Would alkaline reducing conditions be better? V would precipitate as V(OH)3, Cr would be green. Which is a better and brighter indicator for Cr - the yellow of CrO42- or the green of [Cr(OH)6]3-?

Bedlasky - 26-3-2021 at 02:49

I think that chromate is better, because V(OH)3 is slowly oxidized by air to form brown soluble hypovanadates, which affect the colour.

clearly_not_atara - 26-3-2021 at 06:24

Quote: Originally posted by S.C. Wack  
Quote: Originally posted by clearly_not_atara  
Ammonium metavanadate has a particularly low solubility in water, while ammonium chromate is much more soluble.


PS I suspect the opposite is true for ammonia plus whatever remains in solution after reduction from the high oxidation state is applied...I don't have any V to test this though...

I don't think I understand your objection. The methodology I had imagined, for a solution known to contain Cr and suspected of containing V, should look something like this:

- oxidize under alkaline conditions, pH ~10-12, to convert V and Cr to VO43- and CrO42-

- (maybe) buffer/neutralize chromate solution so it will not deprotonate ammonium

- add dropwise to concentrated/buffered NH4+ solution to observe possible precipitation of NH4VO3

- if necessary, characterize the precipitate, if any

So yes, reduction products would not behave nicely, but you should be able to get a qualitative is-V-present without them. Wikipedia says:
https://en.wikipedia.org/wiki/Ammonium_metavanadate
"[Ammonium metavanadate] is prepared by the addition of ammonium salts to solutions of vanadate ions, generated by dissolution of V2O5 in basic aqueous solutions, such as hot sodium carbonate."
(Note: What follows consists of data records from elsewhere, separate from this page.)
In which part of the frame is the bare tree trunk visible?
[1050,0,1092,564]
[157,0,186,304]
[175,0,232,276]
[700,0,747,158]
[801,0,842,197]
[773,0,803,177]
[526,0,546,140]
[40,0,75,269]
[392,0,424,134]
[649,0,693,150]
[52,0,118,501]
Now, as for detecting Cr in a mostly-V solution, I am much less sure how to do that, but CrO3 decomposes at ~250 C while V2O5 is stable to ~1500 C, so that seems like a clue...

[Edited on 26-3-2021 by clearly_not_atara]

S.C. Wack - 26-3-2021 at 15:52

Quote: Originally posted by Bedlasky  
You behave like insulted little child.


I see.

Quote: Originally posted by Bedlasky  
Did you read my whole post?


I quoted the part of your post relevant to what I had to say.

Quote: Originally posted by Bedlasky  
Can you on 100% say, that [VO(O2)]+ complex can't be extracted with organic solvent?


There's a thousand quotes in analysis lit over a hundred years old saying Cr and V can be told apart by ether solubility. Did not have to google that.

Quote: Originally posted by clearly_not_atara  
I don't think I understand your objection.


Wondering in the course of this if a reduced V soln. is insoluble in conditions in which Cr+3 et al. is completely precipitated, is an "objection"?

It wasn't even implied that something else might also precipitate from oxidized solution of the elements + ammonium. Now, then? Many things precipitate V...and Cr...and a bunch of other stuff. Just 1 element though? Not even in every oxidation state? Something someone actually has around? Ammonium, sure...as a starting point.

Wouldn't immediate success depend on what is present and how much? I suspect that in general, analytical routines using separations (of maybe many things) are needed at some point, for detection of one element in mysterious hypothetical solution in masturbatory/testq mysterious hypothetical solutionland.

With the OP mating such prominent exceptions then, (the peroxide and ether extraction was in fact mated from the beginning, Barreswill tested both V and Cr in 1847) with or without caveats (aqueous) and uh everything yes it makes me think, not so much about Cr and V.